她以为会在这里办许昌运的丧事,大门都没关,被风吹得直晃悠。
走进院子,连一块白布都没瞧见,整栋别墅像是空了一般。
她忽然明白,为什么要给那些佣人们放假了,是特意腾出地方吗?
纪冰左手拎着斧头,走进客厅,上了楼梯。
这无疑是同归于尽地做法,可是她没得选。
从她进入许家开始,她就已经没有选择了。
许赋的卧室门敞开着,他盘腿坐在地上,面对着那间开着的密室。
一支录音笔躺在他身侧,里面有人声传出。
“是那个女人不识好歹,给她钱让她陪我睡一晚她不愿意,我只好使了点手段,可没想到第二天她就去报了警。”

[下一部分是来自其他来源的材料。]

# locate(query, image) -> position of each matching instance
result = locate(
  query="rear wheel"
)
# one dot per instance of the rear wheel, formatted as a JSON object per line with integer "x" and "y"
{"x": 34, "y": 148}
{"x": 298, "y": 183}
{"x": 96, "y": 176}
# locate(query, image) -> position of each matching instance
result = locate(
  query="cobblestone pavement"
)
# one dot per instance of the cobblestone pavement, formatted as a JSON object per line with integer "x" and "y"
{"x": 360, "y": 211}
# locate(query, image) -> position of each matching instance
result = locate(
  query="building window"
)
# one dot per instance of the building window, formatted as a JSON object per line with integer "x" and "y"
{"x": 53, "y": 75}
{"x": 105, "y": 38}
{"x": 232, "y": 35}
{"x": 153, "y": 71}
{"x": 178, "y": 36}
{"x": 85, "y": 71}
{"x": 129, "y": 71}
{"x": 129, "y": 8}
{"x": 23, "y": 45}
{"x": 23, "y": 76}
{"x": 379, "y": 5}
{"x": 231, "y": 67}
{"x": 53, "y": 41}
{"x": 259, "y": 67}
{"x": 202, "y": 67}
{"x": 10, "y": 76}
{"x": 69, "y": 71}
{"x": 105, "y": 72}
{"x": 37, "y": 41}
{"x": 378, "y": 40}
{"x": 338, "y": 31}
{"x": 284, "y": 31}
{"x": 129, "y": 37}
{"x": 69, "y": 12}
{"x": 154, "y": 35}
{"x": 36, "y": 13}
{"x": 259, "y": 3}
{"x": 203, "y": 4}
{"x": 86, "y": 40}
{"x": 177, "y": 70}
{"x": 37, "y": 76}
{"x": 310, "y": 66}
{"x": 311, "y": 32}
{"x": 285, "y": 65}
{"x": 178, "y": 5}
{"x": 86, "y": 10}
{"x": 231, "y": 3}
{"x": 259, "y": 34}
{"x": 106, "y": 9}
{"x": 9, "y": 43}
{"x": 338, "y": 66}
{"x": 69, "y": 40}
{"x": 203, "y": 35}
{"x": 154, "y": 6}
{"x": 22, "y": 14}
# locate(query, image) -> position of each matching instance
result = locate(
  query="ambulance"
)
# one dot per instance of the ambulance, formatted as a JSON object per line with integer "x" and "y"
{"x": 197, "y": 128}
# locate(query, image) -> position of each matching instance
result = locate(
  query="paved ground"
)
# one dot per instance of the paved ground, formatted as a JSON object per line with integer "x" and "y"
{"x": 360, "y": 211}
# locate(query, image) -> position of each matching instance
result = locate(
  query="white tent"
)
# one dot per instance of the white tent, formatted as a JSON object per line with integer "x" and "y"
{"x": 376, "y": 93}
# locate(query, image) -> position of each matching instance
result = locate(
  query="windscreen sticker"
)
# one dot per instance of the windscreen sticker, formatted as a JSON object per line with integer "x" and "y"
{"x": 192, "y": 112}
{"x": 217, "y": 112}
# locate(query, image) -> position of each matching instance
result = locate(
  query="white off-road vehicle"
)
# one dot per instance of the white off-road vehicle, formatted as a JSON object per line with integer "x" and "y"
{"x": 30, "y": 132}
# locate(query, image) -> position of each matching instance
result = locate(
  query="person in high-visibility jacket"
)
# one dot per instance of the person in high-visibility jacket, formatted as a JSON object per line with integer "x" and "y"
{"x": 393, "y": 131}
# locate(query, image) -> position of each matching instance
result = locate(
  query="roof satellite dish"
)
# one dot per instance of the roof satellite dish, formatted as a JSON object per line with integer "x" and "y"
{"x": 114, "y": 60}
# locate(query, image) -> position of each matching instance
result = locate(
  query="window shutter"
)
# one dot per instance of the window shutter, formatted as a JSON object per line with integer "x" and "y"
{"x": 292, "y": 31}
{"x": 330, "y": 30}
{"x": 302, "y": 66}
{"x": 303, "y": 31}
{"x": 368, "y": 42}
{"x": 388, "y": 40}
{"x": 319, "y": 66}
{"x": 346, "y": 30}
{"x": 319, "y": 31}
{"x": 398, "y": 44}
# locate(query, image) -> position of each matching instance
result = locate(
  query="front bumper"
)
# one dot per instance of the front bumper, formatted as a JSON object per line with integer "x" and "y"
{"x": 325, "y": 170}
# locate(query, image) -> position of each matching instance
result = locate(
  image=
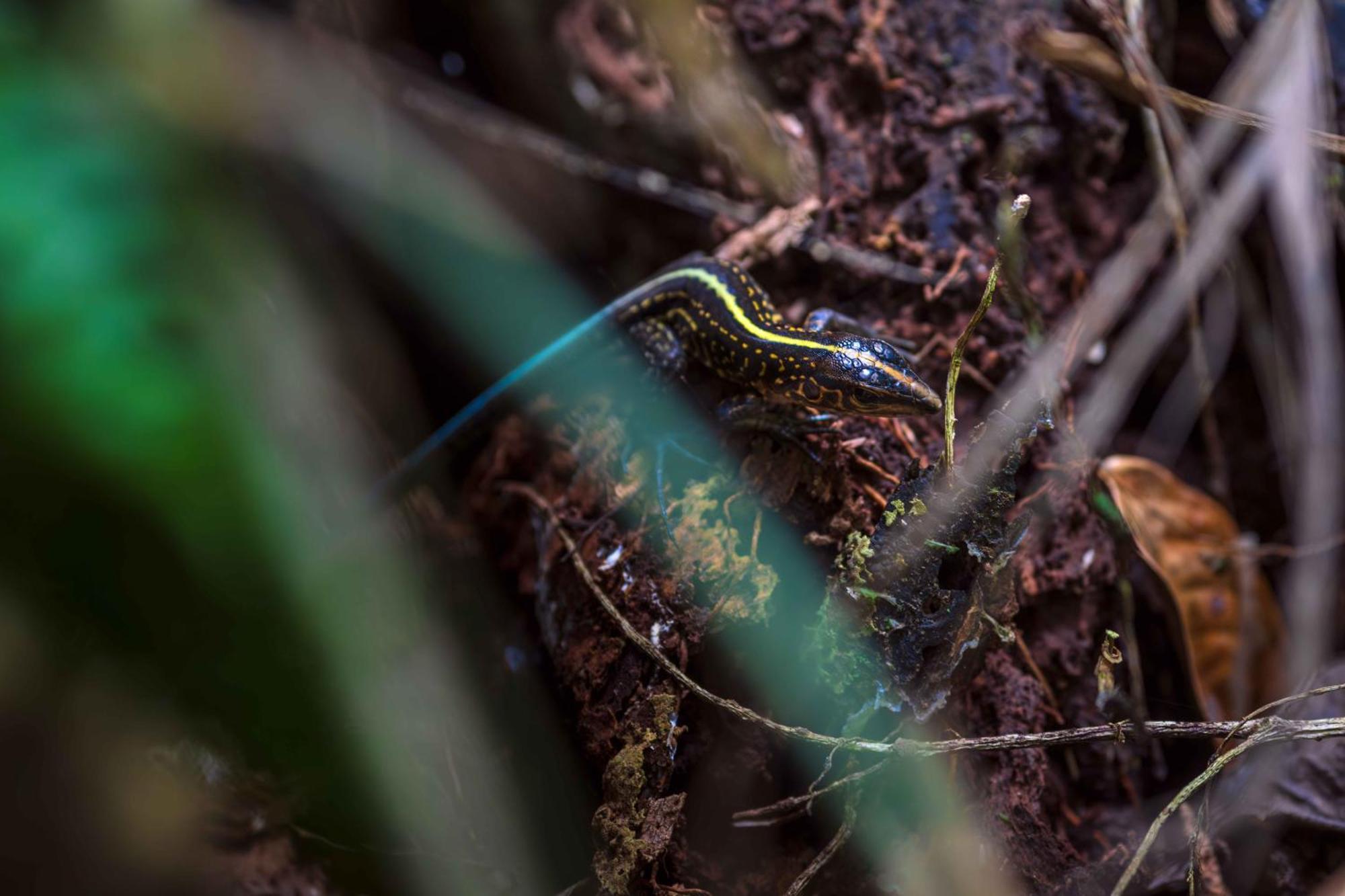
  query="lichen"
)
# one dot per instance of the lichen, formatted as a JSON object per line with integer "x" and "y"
{"x": 709, "y": 548}
{"x": 853, "y": 557}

“你私下里给了她爸妈一笔钱,于是强jian就变成了卖y,没办法,她只能忍气吞声,逃跑了。”
“可惜了,他要是不生这个孩子,还能活命。”
“有什么好可惜的,我本来想给她一笔钱,让她把孩子给我,她不愿意,还是跟以前一样不识抬举,她一个乡下来的,放着荣华富贵不要,非要跟我作对,装什么清高。”
“不过送给她一条廉价的裙子,她就开心地找不着北了,我夸她还是穿着裙子漂亮,她脸都红了。”
“真是好骗,那天晚上,她害怕极了,一直哭着求我放过她,她一边尖叫,我一边撕她的裙子,一点一点的撕碎,看着她白嫩的身体慢慢露出来,其实挺刺激的。”
……
是许雅和许昌运的对话,不断地循环播放着。